In Islam, Muslims are expected to follow a certain set of laws and rules that have been established over the years. These laws, have been set with the guidance of the Quran and practices that have taken place over the years. And so it is no wonder that these laws are even applicable when it comes to the banking aspect as well. Here are some significant differences you could see between the traditional banking and the Islamic one.
Real assets are the products
In conventional banking money is not only considered as a common medium of exchange and a store of value but it is also considered as a product as well. However, when it comes to islamic banking the product is the asset and not money. Money is simply considered as a medium of exchange and nothing more.
Investment is halal
Most conventional banks that are profit motivated seek to invest the gained money on the most profitable projects. This could be on a new casino, a club and whatnot. However, when it comes to Islam, such investments are considered to be Haram and prohibited. And so when these banks make investments, they make sure that the right investment means are considered and not just those that are the most profitable. Visit this link https://www.hejazfs.com.au/cash-investments/ for more info on halal investment.
Losses are shared
In traditional banks interest is charged even though the company might be suffering from losses. This also applies to the interest that is deposited in to the accounts of the customers. However, when it comes to the Islamic kind, if there are losses, then they are shared equally just as how profit would be shared upon. And so if during the considering period there is a loss, then this would be taken off from the customer too!
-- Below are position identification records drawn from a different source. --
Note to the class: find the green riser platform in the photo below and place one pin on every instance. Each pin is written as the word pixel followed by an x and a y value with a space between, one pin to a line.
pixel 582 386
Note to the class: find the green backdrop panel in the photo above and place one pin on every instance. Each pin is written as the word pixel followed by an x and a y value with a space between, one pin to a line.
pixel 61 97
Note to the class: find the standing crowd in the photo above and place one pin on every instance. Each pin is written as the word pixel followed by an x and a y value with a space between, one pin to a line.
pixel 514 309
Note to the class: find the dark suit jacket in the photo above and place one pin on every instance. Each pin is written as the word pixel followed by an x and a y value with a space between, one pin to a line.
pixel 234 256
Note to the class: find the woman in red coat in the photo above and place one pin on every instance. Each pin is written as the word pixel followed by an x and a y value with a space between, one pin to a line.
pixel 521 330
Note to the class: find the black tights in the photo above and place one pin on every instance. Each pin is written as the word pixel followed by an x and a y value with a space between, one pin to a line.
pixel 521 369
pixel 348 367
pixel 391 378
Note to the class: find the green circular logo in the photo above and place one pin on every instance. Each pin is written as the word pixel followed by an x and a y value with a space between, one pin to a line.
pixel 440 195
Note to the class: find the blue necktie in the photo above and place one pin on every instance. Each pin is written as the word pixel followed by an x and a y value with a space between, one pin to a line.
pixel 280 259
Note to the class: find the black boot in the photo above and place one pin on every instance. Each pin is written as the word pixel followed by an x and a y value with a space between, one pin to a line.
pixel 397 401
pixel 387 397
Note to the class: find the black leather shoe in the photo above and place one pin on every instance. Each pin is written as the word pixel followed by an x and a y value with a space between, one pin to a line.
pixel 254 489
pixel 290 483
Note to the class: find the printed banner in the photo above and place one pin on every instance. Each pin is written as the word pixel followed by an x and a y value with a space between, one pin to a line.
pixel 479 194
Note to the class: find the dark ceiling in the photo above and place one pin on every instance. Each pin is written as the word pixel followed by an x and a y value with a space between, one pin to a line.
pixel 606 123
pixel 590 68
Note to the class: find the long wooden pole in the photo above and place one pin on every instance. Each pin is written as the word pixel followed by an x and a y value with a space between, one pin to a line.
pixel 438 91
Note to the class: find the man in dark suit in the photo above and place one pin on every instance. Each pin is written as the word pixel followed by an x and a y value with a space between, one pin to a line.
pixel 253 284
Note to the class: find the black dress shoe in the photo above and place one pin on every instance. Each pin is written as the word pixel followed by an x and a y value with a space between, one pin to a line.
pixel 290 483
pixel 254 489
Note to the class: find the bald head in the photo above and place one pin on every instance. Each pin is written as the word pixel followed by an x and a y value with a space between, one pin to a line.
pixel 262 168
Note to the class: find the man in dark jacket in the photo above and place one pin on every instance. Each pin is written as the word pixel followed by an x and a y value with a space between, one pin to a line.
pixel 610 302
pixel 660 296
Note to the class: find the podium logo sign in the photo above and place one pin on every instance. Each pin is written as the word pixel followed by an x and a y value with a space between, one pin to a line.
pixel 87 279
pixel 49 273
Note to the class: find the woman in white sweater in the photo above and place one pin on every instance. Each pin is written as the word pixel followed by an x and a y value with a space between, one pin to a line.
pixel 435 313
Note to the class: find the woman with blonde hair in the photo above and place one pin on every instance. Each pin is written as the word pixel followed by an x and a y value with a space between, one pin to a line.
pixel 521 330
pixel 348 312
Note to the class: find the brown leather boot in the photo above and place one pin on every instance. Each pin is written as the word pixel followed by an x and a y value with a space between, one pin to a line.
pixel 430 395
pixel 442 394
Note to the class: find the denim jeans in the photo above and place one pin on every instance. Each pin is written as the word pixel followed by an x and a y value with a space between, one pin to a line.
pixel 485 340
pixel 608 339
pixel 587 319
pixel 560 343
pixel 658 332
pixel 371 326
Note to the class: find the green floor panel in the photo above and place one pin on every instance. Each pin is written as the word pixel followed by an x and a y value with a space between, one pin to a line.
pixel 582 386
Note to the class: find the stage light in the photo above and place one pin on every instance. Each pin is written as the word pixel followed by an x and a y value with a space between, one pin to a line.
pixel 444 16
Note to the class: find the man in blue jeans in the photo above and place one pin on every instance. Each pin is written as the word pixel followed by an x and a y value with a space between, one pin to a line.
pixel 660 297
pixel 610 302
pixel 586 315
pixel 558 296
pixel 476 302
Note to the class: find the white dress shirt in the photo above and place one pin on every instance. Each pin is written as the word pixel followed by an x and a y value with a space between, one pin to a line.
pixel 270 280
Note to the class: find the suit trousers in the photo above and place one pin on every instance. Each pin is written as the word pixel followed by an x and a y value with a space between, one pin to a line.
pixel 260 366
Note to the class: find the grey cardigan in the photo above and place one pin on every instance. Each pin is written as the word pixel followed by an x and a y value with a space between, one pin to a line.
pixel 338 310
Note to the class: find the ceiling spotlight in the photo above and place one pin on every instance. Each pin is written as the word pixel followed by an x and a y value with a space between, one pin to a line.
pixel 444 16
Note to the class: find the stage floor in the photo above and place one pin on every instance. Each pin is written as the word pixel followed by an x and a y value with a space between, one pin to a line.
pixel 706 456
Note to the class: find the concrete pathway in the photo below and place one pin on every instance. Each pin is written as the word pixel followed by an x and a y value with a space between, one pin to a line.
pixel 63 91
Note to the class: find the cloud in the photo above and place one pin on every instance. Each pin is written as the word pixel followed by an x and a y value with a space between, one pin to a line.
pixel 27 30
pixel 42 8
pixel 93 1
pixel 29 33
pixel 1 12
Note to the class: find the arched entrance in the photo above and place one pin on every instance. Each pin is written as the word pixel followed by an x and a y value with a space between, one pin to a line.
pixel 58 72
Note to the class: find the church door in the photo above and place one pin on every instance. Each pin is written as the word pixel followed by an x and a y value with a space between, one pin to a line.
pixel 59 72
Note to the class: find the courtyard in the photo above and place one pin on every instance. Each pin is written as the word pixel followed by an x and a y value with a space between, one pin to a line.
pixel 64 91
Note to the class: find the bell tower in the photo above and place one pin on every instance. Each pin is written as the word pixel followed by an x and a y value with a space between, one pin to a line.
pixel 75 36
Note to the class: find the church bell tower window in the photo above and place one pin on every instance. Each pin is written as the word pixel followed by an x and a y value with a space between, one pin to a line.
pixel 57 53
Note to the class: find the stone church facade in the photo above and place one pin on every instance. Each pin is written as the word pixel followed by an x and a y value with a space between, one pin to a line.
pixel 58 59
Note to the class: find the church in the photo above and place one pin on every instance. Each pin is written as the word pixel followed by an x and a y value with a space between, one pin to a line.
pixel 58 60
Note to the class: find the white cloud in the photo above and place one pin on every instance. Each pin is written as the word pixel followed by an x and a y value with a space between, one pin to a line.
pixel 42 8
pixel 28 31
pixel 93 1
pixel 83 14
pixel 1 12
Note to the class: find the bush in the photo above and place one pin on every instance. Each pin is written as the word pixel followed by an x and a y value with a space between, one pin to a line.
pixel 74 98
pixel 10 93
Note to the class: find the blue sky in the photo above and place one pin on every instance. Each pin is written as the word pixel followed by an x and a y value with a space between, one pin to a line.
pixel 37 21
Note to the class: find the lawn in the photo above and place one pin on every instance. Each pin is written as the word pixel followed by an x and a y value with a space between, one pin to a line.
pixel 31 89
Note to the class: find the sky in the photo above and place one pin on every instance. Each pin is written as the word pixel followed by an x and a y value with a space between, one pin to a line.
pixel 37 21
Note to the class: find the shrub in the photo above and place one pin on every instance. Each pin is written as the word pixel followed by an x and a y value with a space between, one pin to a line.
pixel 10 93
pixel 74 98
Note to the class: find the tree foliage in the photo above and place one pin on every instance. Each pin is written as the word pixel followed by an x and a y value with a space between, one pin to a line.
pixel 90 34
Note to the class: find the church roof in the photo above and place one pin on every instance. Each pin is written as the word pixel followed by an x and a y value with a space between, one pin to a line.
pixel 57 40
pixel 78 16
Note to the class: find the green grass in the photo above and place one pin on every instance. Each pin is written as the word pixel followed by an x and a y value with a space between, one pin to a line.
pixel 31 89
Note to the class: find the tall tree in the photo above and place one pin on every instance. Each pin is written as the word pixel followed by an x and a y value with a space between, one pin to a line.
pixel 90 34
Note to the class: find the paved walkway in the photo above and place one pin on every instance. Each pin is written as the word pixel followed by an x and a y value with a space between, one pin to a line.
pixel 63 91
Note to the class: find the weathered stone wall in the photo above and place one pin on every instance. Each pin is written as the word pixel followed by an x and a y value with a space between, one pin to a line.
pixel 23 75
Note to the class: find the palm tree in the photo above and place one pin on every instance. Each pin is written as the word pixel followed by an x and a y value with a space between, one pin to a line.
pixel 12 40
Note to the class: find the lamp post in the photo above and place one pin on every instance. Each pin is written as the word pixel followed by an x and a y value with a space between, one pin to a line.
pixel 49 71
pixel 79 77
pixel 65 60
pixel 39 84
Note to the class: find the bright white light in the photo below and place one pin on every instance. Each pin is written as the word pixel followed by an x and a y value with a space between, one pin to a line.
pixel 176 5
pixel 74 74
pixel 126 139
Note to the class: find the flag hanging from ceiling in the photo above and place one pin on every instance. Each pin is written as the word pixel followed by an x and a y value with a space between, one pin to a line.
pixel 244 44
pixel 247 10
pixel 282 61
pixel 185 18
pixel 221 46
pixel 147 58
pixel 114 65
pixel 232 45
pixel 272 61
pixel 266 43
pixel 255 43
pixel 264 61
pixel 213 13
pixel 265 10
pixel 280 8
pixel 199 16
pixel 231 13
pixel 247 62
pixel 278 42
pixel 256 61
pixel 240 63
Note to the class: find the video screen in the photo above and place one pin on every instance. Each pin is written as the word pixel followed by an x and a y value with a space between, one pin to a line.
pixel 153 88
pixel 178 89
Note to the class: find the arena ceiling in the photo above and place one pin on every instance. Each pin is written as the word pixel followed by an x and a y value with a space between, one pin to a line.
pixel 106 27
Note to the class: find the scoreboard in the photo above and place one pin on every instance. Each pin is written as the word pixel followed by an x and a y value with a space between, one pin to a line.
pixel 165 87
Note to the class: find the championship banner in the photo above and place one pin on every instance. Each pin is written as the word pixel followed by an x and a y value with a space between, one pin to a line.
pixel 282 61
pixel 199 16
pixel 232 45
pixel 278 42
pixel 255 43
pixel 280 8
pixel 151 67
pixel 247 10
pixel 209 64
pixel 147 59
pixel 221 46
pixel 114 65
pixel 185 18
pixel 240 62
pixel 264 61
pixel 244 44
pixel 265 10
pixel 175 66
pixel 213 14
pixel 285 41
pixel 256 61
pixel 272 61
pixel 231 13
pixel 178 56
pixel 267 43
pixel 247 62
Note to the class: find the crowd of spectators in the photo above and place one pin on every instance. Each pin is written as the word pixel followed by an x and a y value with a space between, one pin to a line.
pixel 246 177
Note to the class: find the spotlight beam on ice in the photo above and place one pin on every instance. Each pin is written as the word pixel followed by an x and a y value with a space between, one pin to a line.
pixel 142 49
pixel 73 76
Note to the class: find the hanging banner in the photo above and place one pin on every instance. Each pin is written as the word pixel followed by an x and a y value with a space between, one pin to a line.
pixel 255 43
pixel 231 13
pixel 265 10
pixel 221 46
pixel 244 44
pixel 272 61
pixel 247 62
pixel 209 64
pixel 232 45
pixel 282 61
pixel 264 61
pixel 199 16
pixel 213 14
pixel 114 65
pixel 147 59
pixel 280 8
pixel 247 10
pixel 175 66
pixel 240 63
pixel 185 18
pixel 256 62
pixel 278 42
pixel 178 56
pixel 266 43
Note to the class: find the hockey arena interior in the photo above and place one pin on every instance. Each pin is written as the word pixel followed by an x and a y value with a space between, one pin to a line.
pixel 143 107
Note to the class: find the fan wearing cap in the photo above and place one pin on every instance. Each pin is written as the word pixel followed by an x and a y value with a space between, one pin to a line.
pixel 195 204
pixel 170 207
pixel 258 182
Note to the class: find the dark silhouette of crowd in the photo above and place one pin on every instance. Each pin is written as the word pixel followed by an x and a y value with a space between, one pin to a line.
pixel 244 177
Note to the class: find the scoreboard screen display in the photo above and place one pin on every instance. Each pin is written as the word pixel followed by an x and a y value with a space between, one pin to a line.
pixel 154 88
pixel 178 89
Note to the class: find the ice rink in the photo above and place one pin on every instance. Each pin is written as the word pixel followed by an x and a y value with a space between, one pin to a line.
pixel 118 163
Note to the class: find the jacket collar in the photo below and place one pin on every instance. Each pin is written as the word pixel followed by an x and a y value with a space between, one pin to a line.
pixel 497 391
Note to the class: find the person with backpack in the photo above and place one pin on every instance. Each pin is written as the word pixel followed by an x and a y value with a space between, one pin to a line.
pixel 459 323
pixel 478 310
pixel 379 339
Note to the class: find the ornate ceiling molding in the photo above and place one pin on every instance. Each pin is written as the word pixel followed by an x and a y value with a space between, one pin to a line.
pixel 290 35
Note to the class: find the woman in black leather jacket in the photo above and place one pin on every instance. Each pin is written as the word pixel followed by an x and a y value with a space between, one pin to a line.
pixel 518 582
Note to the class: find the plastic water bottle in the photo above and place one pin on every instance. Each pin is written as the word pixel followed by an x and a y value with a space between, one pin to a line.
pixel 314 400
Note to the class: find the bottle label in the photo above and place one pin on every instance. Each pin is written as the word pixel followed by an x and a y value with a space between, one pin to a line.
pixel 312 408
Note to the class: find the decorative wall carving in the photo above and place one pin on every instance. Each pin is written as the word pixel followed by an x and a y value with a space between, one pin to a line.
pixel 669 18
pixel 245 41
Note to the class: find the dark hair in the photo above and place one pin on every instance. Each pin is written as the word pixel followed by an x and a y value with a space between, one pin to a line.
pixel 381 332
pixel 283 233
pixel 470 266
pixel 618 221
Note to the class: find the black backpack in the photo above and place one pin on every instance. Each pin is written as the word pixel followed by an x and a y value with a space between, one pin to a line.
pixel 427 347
Since the banking here is done in terms of real assets and goods and services, there is a balanced budget that is resulted at the end of the day. This makes even obtaining islamic loans from such banks much more beneficial than from traditional banks. However, with regards to the traditional banks, there is usually a deficit in the budget because of inflation and no real expansion backed by assets, that has taken place. In addition to the above since this kind of banking uses, goods and services or real assets to deal with, there is no inflation that is created as well. However, it is a huge issue that the traditional banks are facing as a result of fake expansions created through money and not assets!